Without him, the starting rotation is awful, and the Brewers may just try to get what they can for Greinke, since he would command a lot more in the deadline-deal market than Shaun Marcum, who's much more likely to stay in Milwaukee for all of 2012.
The odds of Kevin Youkilis being traded went from next to zero when the season started to about 99.9 percent right now. The only reason it's not higher is because the Red Sox are at least .500.
That being said, they have Will Middlebrooks at third and are last in the division.
If trading Youkilis can give them some quality starting pitching, it will happen. Even if they can't, he's not going to stick around, plain and simple.
The Minnesota Twins are at the point where they have to cut off what's left of bloated contracts and start rebuilding. No one's going to trade for Francisco Liriano, and Joe Mauer's contract is impossible to shop.
That leaves Justin Morneau.
He still has enough power to be a serviceable DH, and if the Twins offered to eat most of the contract, I'm sure at least a couple of contenders would take a shot and hope that he's suddenly great, if only for two months.
I'm probably putting Morneau on the list a year early, but at this point, Minnesota's rebuilding is a matter of when, not if.
This situation is the opposite of Justin Morneau, player-wise. Morneau was a great player a few years back who's been struggling, while Bryan LaHair is a first baseman who has come out of nowhere this year.
Many teams would love a first baseman who's hitting .300 with 10 home runs already.
The Cubs have Anthony Rizzo in their farm system, so they're probably already in trade talks, trying to ship LaHair out while he's a hot item.
The whole point of a team like the Oakland Athletics bringing Manny Ramirez in is to hope that he has anything left so that they can get something for him.

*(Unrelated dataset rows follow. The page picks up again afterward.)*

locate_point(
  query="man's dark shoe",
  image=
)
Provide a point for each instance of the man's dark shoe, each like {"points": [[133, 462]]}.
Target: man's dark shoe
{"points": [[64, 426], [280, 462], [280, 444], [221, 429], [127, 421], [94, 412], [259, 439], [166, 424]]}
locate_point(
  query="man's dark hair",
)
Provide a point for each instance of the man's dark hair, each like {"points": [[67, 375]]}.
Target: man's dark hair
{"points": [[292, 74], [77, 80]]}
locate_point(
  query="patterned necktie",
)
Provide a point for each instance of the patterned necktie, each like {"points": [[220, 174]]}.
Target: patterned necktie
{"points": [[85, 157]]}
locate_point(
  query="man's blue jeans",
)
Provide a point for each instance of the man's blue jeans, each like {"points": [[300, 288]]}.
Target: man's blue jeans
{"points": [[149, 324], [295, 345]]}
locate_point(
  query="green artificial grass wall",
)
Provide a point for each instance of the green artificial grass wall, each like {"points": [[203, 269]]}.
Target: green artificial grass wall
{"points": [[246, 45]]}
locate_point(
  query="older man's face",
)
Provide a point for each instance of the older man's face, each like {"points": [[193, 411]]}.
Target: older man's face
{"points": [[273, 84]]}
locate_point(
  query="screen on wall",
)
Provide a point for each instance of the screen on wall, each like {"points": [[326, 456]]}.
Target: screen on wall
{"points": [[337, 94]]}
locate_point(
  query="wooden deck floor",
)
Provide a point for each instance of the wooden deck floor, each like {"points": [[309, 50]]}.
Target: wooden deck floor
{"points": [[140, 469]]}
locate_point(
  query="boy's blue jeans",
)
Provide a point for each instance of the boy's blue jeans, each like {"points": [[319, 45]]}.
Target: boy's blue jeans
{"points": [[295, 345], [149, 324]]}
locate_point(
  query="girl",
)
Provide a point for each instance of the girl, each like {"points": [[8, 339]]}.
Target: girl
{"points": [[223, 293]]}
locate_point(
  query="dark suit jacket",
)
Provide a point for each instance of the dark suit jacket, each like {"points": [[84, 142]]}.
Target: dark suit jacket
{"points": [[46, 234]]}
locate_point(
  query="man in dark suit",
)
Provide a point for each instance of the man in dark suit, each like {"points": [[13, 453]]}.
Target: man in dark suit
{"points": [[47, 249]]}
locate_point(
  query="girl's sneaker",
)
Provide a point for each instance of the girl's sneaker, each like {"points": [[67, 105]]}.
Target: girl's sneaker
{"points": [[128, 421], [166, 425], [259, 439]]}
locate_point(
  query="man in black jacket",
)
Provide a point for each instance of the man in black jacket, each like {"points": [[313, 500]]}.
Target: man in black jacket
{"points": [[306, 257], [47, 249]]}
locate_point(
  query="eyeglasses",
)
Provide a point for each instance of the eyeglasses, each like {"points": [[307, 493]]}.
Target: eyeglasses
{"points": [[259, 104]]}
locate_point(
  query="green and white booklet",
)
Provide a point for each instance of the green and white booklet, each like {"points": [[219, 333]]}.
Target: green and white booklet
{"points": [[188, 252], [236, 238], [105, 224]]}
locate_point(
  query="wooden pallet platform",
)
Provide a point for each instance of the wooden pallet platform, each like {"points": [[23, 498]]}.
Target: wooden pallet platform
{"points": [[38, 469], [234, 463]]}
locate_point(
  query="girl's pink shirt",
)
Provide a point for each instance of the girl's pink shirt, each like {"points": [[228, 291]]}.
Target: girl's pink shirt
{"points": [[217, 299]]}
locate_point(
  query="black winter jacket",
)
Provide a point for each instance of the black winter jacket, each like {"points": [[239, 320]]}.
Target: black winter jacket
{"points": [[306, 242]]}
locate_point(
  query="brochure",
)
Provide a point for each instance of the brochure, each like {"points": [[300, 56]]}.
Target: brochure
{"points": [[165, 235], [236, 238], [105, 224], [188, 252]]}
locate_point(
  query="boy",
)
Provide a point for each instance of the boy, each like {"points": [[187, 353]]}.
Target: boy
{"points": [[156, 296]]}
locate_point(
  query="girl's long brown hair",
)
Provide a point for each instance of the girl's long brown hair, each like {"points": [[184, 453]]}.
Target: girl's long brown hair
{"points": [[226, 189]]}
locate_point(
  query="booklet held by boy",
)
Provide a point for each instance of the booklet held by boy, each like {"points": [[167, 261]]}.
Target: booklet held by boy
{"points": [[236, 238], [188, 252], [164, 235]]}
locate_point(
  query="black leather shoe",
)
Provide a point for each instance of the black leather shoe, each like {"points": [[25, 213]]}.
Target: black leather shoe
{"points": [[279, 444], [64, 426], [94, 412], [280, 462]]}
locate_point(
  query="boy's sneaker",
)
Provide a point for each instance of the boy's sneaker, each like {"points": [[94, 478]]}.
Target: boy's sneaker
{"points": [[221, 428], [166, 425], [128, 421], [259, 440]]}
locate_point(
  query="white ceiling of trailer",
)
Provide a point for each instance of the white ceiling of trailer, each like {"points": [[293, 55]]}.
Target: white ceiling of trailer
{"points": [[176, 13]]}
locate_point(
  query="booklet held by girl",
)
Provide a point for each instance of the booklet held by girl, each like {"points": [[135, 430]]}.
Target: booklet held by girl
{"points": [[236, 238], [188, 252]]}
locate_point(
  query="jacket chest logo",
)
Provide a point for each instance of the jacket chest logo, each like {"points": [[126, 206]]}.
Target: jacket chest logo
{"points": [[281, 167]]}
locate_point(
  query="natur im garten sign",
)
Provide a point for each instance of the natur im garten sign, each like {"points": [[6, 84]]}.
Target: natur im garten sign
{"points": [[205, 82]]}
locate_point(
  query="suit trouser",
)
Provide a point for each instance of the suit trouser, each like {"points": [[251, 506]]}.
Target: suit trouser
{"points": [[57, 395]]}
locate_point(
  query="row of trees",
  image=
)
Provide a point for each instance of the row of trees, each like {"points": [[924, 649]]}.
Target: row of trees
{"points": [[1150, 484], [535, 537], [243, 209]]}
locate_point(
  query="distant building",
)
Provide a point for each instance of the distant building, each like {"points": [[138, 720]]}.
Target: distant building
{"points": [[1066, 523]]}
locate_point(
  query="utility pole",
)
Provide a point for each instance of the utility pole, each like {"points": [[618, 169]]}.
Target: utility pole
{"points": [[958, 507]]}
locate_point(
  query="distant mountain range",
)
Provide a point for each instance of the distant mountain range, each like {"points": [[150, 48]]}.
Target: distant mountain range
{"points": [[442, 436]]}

If he plays well, there's a 100 percent chance he's traded. If not, they may just trade him to a team for cash.
Either way, there's no way I see him in Oakland in September.
The NL East is a tight enough race that I could see any team trying to make a big move.
If the Atlanta Braves are a few games out, they have pieces they can ship for talent.
Jair Jurrjens clearly does not fit into the Braves' long-term plans due to consistency issues, but when he's good, he's good enough and young enough that there will be teams willing to take him on if the Braves do in fact put him out there again at the deadline.
I've read several articles about Phil Hughes, all of them giving different suggestions. No matter what you think the Yankees should do with him, the point is that he has not met expectations.
If the Yankees are still in third place in July and the rotation continues to struggle, then they may send a player or two away to bring in a quality starter again.
Hughes would certainly be the most expendable of that group, since he's young enough to have value in the market.
When the Astros planned to make Brett Myers a closer for 2012, I thought they were morons. Turns out, I was too quick to judge.
While many contenders have struggling closers, Myers has been lights-out all season.
Suddenly, Myers is someone that the Astros could get some nice prospects for as they continue to rebuild, and since the closer situation is so bad in baseball, the Astros will get more than they would most years for a closer.
If Justin Morneau is too much of an injury risk, then the bat of Adam Lind would be a nice addition for any team looking for power.
It helps that his contract is team-friendly too, with 2014 to 2016 all team options.
The Blue Jays seem tired of Lind, demoting him recently and never being high on him despite his power numbers.
If trading Lind will help make them contenders and help them keep Edwin Encarnacion long-term, then of course they'll make the move.
For every person who thinks there's no chance that David Wright re-signs with the Mets, there's another who is convinced he will be a career Met.
No matter which happens, his journey this year is mirroring Jose Reyes' far too much for comfort.
Reyes had a career year and was out of the Mets' price range, and as a result, they got nothing for him. I can't see them allowing the same thing to happen with Wright, especially since he's been the NL MVP so far, or least sharing it with Matt Kemp.
If the Mets don't trade him, then they would have to be extremely confident in their ability to keep him long-term, and I'm not sure they have that confidence.